Peruse that last sentence again. We will engage our faculty colleagues in deep discussions to clarify how the expression of our shared values plays out in support of all students. It is nearly beautiful in its near-meaninglessness, its riot of vague abstraction. Clearly, this is one university where communications with the outside world are in charge not of students of Chaucer and Shakespeare but of people who have proven themselves to be past masters of PR lingo.
For his own part, Cheney-Lippold, after being hunted down by an intrepid staffer for the Michigan Daily, provided the following comments. “I support the boycott because I support solidarity,” he said. “I follow the idea that people who are being discriminated against or people who need help … I feel compelled to help them. I was following a call by representatives of Palestinian civil society to boycott Israel in a very similar tactical frame as South Africa.” (Does he write like this? Or just talk like this?) “The idea is that I support communities who organize themselves and ask for international support to achieve equal rights, freedom and to prevent violations of international law.”

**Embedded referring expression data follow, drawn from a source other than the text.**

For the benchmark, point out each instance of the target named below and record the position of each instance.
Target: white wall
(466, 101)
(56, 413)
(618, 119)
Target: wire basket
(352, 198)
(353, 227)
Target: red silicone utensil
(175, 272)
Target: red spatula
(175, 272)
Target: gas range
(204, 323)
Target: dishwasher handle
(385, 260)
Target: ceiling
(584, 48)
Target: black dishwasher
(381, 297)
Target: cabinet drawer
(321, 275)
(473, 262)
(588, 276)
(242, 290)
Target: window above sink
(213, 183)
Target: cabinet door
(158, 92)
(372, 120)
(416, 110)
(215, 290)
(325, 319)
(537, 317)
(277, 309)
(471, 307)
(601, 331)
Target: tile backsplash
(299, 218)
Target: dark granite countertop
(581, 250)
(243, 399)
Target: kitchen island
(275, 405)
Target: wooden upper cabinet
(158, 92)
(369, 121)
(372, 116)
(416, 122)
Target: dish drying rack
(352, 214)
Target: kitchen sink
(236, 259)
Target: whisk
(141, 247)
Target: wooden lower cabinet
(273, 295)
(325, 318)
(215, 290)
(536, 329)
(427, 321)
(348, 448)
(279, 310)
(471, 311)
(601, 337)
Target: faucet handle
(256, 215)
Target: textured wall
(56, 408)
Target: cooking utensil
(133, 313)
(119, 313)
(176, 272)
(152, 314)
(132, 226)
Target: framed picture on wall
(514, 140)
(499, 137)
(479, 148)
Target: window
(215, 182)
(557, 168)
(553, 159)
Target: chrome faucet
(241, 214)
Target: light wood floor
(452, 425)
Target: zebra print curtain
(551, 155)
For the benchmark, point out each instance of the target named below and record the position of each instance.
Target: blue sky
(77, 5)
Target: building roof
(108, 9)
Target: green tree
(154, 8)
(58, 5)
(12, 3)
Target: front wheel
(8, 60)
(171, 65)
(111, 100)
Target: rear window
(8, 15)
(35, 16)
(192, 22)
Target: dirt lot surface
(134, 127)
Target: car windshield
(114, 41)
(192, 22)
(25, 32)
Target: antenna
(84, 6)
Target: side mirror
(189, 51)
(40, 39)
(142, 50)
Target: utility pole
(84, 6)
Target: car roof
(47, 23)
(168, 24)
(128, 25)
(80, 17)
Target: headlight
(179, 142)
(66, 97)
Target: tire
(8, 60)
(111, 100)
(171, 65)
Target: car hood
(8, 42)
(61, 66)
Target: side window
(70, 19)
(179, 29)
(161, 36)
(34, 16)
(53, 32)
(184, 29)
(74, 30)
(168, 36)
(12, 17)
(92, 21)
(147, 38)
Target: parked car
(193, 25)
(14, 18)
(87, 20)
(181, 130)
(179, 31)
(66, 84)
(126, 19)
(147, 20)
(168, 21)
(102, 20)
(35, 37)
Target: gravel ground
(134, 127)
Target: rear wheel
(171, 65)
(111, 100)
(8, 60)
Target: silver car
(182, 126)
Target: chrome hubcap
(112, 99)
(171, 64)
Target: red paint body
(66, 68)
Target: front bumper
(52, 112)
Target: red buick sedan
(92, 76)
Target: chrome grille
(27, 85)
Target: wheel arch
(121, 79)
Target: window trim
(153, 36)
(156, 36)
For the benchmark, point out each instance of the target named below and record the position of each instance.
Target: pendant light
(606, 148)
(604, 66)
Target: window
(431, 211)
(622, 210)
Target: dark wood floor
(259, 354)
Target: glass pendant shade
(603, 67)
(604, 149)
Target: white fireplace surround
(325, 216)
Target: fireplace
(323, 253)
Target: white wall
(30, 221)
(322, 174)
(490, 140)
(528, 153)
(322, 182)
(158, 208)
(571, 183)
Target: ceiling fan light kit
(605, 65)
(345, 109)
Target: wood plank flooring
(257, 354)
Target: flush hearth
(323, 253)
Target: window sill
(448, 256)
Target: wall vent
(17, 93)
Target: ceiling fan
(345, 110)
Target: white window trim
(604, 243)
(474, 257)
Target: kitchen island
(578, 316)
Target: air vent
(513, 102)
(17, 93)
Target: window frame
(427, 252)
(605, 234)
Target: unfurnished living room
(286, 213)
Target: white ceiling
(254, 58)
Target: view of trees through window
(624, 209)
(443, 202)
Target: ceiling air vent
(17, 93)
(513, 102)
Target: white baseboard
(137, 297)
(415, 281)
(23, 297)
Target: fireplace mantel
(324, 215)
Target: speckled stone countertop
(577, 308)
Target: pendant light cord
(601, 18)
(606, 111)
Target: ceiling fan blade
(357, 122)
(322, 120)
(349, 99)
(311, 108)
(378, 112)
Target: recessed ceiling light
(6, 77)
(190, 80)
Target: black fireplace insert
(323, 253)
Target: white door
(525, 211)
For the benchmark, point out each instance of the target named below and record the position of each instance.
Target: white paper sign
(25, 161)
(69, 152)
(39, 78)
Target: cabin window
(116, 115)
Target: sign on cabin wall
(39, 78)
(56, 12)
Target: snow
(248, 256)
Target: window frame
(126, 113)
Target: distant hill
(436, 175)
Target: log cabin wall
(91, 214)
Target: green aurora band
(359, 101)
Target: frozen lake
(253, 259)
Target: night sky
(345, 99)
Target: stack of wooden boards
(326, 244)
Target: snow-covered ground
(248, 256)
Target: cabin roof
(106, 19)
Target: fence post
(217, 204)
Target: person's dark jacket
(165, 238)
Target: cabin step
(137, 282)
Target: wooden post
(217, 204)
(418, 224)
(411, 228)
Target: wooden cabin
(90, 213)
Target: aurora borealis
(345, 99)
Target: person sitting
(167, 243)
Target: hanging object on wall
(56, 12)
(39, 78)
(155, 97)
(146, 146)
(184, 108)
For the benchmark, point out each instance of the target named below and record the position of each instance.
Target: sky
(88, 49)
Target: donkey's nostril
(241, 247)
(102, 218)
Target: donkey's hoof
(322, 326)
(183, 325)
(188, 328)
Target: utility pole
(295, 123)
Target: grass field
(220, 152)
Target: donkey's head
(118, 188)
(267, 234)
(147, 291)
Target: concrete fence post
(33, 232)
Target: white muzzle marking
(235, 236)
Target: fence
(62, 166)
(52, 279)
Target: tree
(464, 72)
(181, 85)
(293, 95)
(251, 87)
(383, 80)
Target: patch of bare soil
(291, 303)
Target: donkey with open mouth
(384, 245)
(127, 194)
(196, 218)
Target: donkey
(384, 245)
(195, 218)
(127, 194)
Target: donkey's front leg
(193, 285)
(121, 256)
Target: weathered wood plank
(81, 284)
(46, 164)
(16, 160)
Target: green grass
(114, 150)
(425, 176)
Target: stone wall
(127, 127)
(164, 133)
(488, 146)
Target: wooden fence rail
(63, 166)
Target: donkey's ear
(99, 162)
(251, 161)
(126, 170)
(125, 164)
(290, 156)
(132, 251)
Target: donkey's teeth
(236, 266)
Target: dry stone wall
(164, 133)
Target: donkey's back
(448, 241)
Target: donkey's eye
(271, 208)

He had more to say. “As a professor, I’m not just a machine writing things for people.” No, you see, when you ask him for a letter of recommendation, you’re initiating a “dialogue,” which involves “talking through differences and really figuring out where each other stands, not expecting something or assuming something, but really trying to get into what is the key difference. Seeing what can we do more, how can we have a larger campus-wide discussion. I want to push it beyond the horse-race politics of what John did or did not say.” Horse-race politics? Don’t ask us, we don’t get it either.